Dick Pountain/PC Pro/Idealog 232 06/11/2013
Once upon a time, in the '80s and early '90s, I used to write highly technical columns about future computer technologies, both hardware and software - stuff like asynchronous or transport-triggered processor architectures, object-oriented memory managers, parallel processing algorithms and much more. I don't do that stuff much nowadays, but the reason is not that my interest has waned but rather that the total triumph of Intel and Microsoft condemned many of those esoteric research avenues to become dead ends. And my aging brain rebels when asked to study the detailed cache architecture of Intel's next CPU generation. That doesn't mean I've lost interest entirely, merely that I can now afford to wait for breakthroughs that might just change the whole game, which don't happen very often (and don't always deliver). Over the last 10 years I've covered just three such technologies, namely spintronics, diamond-film quantum dots and graphenes. It still gives me a bit of a thrill when a new one arrives, as it just has with the "memristor".
If you've heard of the concept it will almost certainly be thanks to Hewlett Packard's occasional announcements that it's working on memristor-based storage devices, and hopes to have 100Terabyte drives available in around five years. But memristors, if they can be made to work economically - which is not yet certain - promise more than storage. If they are able to function like transistors too they could render possible the first wholly-integrated computer architectures in which CPU, local memory and mass storage are all built from very similar basic units.
So what exactly is a memristor? As its name suggests, it's an electronic component that combines the attributes of a resistor and a memory. What that means in HP's application is a kind of resistive RAM, in which the memory cells are resistors that retain a memory of the current that last flowed through them. Pass a current through the cell one way and its resistance increases, pass a current the opposite way and resistance decreases, but crucially the cell *preserves its last state* and so acts as a non-volatile memory. You can read 0s and 1s by measuring the resistance of cells. HP's memristor cells are implemented by two sets of parallel wires, one platinum and one titanium, at right angles and separated by twin layers of titanium dioxide. One layer is pure oxide and a good insulator, while the other is lightly doped to deplete it of some oxygen atoms. Where they cross a current passed through the junction causes oxygen "holes" to migrate into the undoped layer, reducing the resistance of both layers: when the current is reversed they migrate back again. Two things to note about this scheme: the substrate doesn't need to be silicon, and the cells are so simple they can be made very small indeed, giving huge packing densities.
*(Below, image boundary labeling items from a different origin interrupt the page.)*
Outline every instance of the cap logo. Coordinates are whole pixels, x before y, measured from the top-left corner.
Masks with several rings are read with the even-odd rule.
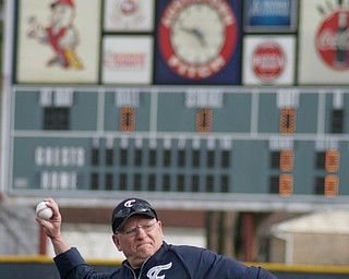
[[[134,203],[135,203],[135,199],[129,199],[123,205],[124,207],[132,207]]]

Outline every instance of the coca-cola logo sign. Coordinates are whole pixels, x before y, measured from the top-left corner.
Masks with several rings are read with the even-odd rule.
[[[315,45],[322,61],[334,70],[349,68],[349,10],[329,14],[320,25]]]
[[[282,73],[285,60],[284,50],[278,44],[263,43],[253,52],[252,69],[258,78],[272,82]]]

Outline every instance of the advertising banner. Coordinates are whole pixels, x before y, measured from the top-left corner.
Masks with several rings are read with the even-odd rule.
[[[104,84],[152,84],[153,38],[105,36],[101,72]]]
[[[240,84],[241,5],[158,1],[155,84]]]
[[[106,0],[106,32],[153,32],[154,0]]]
[[[242,83],[293,85],[294,36],[245,36]]]
[[[297,0],[244,0],[245,32],[294,32]]]
[[[298,83],[349,84],[349,7],[345,1],[301,1]]]
[[[97,83],[100,1],[22,0],[16,83]]]

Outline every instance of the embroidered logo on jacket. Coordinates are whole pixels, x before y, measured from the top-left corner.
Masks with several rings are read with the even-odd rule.
[[[163,266],[155,266],[153,268],[151,268],[148,270],[148,272],[146,274],[146,276],[149,279],[164,279],[165,275],[159,276],[159,272],[161,272],[163,270],[167,270],[170,269],[172,266],[172,262],[168,263],[167,265],[163,265]]]

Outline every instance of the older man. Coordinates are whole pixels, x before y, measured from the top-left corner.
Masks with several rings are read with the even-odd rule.
[[[261,267],[248,267],[205,248],[167,244],[156,211],[140,198],[122,201],[111,216],[113,243],[127,259],[112,272],[97,274],[62,238],[57,203],[51,198],[46,202],[53,210],[52,218],[36,220],[52,242],[61,278],[276,279]]]

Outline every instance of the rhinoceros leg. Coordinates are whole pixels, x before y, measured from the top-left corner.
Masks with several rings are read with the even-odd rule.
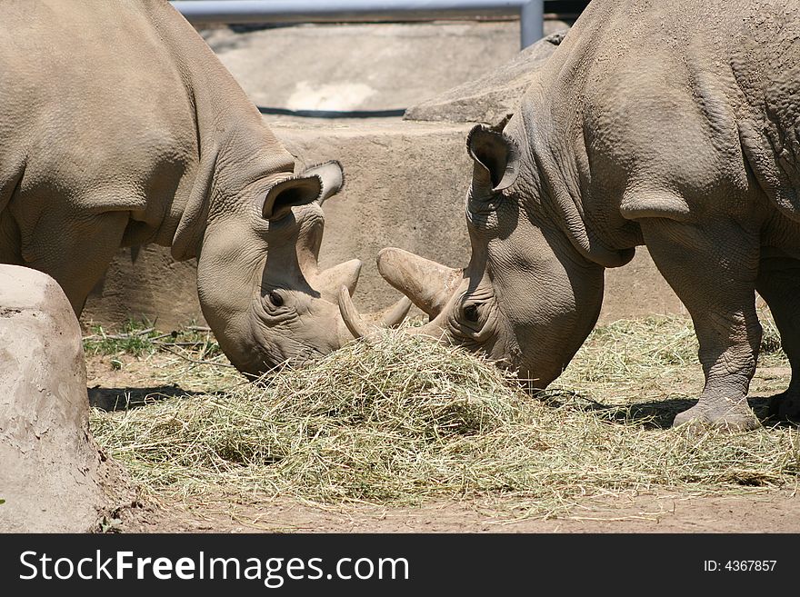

HP hopes to make 3nm memristors that switch in a nanosecond, as fast as DRAM and denser than flash memory, which they could replace. All very good, but the memristor concept goes deeper. The Chinese-American non-linear circuit theorist Leon O. Chua has suggested that the memristor is an expected fourth fundamental electronic device - the better-known ones being the resistor, capacitor and inductor - that links magnetic flux to electric charge. It should be able to do more than just make memory cells. Other researchers have shown that memristors can be made using different physical effects, like magnetic spin or polarisation, and from different materials like organic polymers. It's also been suggested that memristor cells can be combined into "crossbar latches", a novel kind of logic gate that can function like a transistor in a processor architecture. Most suggestive of all is that memristors remember in a way similar to the reinforcement of synaptic connections in the animal brain, and there are teams working on using them in neural learning networks.
Bundling all such speculations together sets my imagination running riot. Throw in a few other leading-edge technologies like graphenes with their miraculous conductivity and photosensitivity, micropipelines for asynchronous operation, and analog resistive networks as used by Carver Mead for his chip that emulates the human retina. Now imagine future flexible plastic materials that can collect solar power and store it in their own integral hypercapacitors, that contain petabytes of memory integrated with distributed processing elements, that can see using grids of nano-lenses that mimic the insect compound eye, can move using grids of nano-actuators and can learn using integrated neural networks. Sci-fi authors have forseen such materials in their imagined futures for many, many years, and though we may be nowhere near achieving them, we're beginning to see dimly where the route might start. Perhaps memristors are a crucial step onto that route.